My thoughts about performance have evolved quite a bit. Used to be, you could count how many cycles an instruction would take, and you could be confident that fewer cycles was faster execution. And we meditated on eliminating copies. Especially compilers, very focused on keeping things in registers because they’re so much faster than stack. Avoid re-computation, avoid copying. Very straightforward.
These days, i’m convinced the only thing that matters is cache. If your problem is big enough that you can detect its performance, then it’s big enough that cache misses are its limiting factor. So even many iterations through a loop are free up until the loop is big enough to reference more than your cache’s worth of memory. So things like shrinking the code can reduce cache contention, which is a big reason compiled languages are faster than interpretted ones still (the interpretter is always using up cache space and de-referencing scattered pointers), but generally it’s the real data references forced by the algorithm and data structure that you’ve chosen that are the problem. At least in my life.
So the punchline is the only thing i look at anymore for performance improvements is the number of times through the loop and the overall amount of memory accessed by the loop. Other than that, if it’s recomputing something ten times inside of the loop because of a sloppy way i’ve specified it, i can fix that, and the performance will not improve even an iotum.
Largely, stack is as fast as registers (L1 cache is perfect). Reasonable-size memcpys are as fast as registers! Arithmetic, branching, conditional branching all take 0 time. But a “for(i=0;i<n;i++) use(array[i]);” memory visit is gonna eat you alive if n is bigger than cache. I’ve spent far too much of my life meditating on how to allocate strings to avoid copying, to find that the number of times through the loop is the only thing that matters, and even then it only matters if the loop is big. Even malloc() is cheap so long as the total volume of memory flowing through free->malloc->free->malloc is less than cache size!
Really a staggering way to look at things, from my perspective.
To the author’s credit, it implicitly implies what “zero-copy” means but what was so scary important that there was no time to type a short sentence starting with “Zero-copy means…”? This is a chronic shortcoming of HaD articles.
“Shortcoming” means when you fail to do something you really should have done.
https://i.kym-cdn.com/photos/images/original/001/216/477/c8e.jpg
Hackaday is now somewhere in the middle
Did you seriously post a thing that boils down to “eww, girls?”
You have two choices. One is to take every term you don’t understand and put it into google. The other is to write a comment whining about how you weren’t spoonfed everything as if you were a baby who doesn’t know anything.
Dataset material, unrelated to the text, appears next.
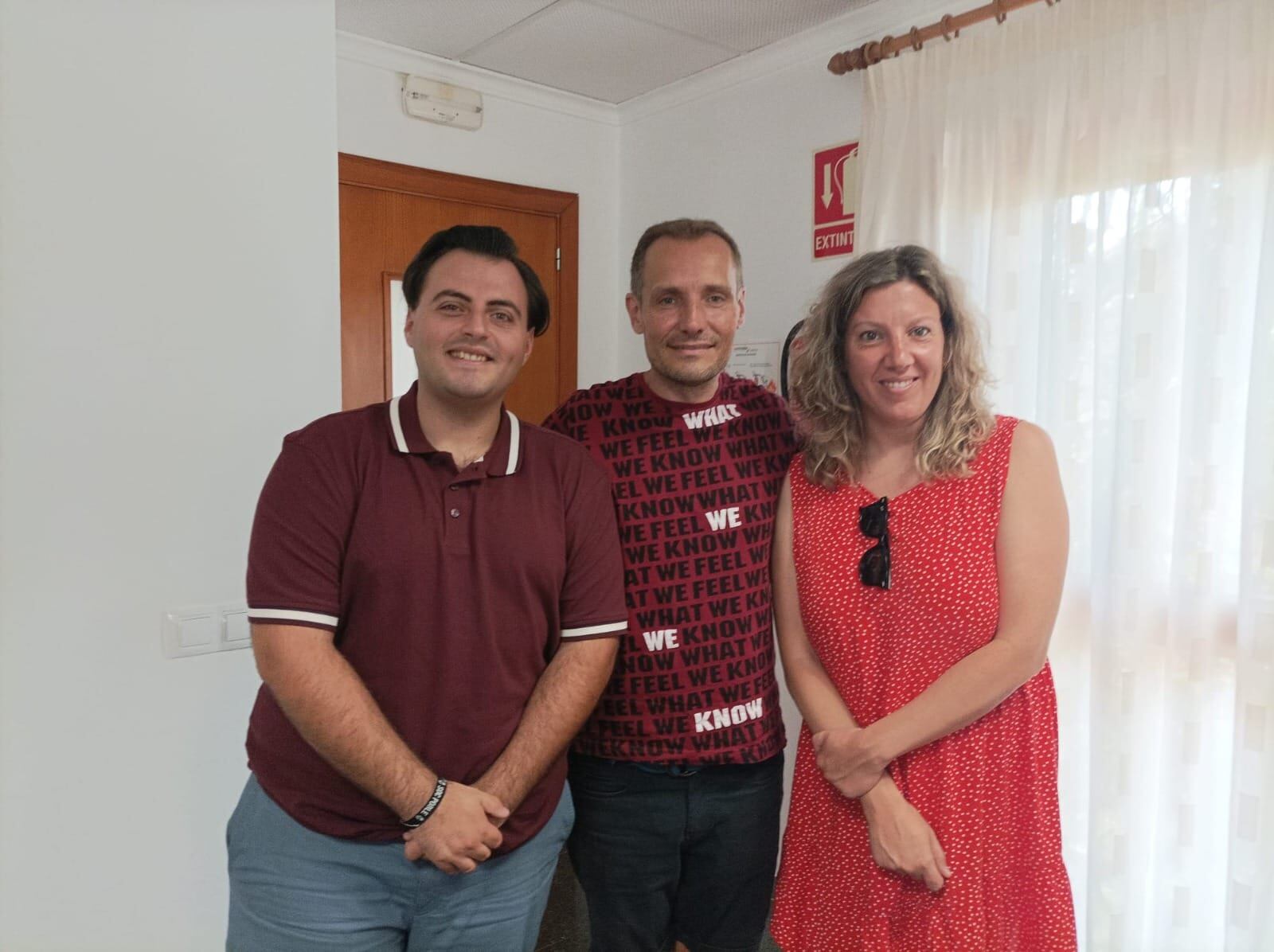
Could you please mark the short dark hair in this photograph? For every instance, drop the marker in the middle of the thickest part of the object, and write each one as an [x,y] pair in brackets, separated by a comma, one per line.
[682,229]
[490,242]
Only one of those choices is the right one.
If you’re targeting the newest C++ versions, string_view is a good alternative to passing around a char* and a size. It can also do bound checking if you use .at(). You can create a string_view from a char* buffer and it is zero copy. span<> is also useful for the same purpose when your array is not an array of char.
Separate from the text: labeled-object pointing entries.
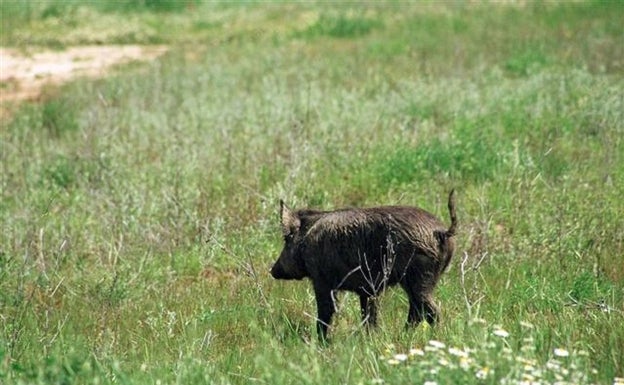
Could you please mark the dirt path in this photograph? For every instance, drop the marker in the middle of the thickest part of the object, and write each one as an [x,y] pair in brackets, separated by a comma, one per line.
[23,76]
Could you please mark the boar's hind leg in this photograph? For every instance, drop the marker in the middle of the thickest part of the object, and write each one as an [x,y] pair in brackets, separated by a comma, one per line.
[421,307]
[325,308]
[368,307]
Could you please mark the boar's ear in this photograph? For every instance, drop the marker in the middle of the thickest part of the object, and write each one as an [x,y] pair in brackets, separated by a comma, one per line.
[290,221]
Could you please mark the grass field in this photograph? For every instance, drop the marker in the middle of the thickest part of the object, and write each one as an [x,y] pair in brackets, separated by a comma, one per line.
[140,212]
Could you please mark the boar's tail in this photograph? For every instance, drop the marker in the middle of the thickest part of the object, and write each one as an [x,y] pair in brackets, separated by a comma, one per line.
[451,231]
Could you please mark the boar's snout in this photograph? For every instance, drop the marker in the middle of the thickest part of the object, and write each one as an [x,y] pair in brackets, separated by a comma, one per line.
[277,271]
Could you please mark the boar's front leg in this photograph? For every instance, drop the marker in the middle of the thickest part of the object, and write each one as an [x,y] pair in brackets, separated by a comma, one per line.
[422,307]
[325,308]
[368,308]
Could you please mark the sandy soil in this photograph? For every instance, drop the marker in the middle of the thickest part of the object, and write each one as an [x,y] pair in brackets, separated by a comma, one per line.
[23,76]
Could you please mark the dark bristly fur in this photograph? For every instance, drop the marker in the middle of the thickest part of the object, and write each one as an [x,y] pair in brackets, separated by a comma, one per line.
[365,251]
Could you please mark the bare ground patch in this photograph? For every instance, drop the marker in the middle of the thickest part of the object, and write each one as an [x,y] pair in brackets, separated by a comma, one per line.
[23,75]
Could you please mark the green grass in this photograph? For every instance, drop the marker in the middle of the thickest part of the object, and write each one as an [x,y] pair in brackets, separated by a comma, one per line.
[139,212]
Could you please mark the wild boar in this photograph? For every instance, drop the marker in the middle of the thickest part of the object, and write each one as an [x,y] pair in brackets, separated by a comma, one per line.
[365,250]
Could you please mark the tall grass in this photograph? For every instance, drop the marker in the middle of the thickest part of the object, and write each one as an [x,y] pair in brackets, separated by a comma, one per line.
[139,212]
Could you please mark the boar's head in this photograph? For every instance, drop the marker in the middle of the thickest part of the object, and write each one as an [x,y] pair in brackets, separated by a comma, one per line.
[290,264]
I agree that memcpy is just too useful and fast that it’s worth using also in C++ code, and the compiler can understand what you’re trying to do and replace it with optimized code when copying small buffers.
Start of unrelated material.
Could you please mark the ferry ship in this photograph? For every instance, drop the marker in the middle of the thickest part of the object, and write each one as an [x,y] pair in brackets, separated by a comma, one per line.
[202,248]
As for unaligned accesses, ARM is getting better. Cortex M microcontrollers can do unaligned accesses. It’s the old ARM cores, and MIPS, that don’t support it.
Move semantics and unique_ptr are generally better ways of doing things like this in modern C++, and of course more modern languages like rust are built from the ground up with zerocopy ideals in mind. For that matter even pass-by-reference languages like Python and Java are going to be pretty okay about this aspect.
As long as you’re passing around the same string unchanged you’re right. Often, when parsing, you’re going to pass around substrings, and that’s where string_view wins in terms of zero copy behavior.
Most Cortex-M cores can do unaligned accesses. I had a Cortex-M0 (an RP2040!) choke on this very thing recently, which was a source of some confusion and then amusement.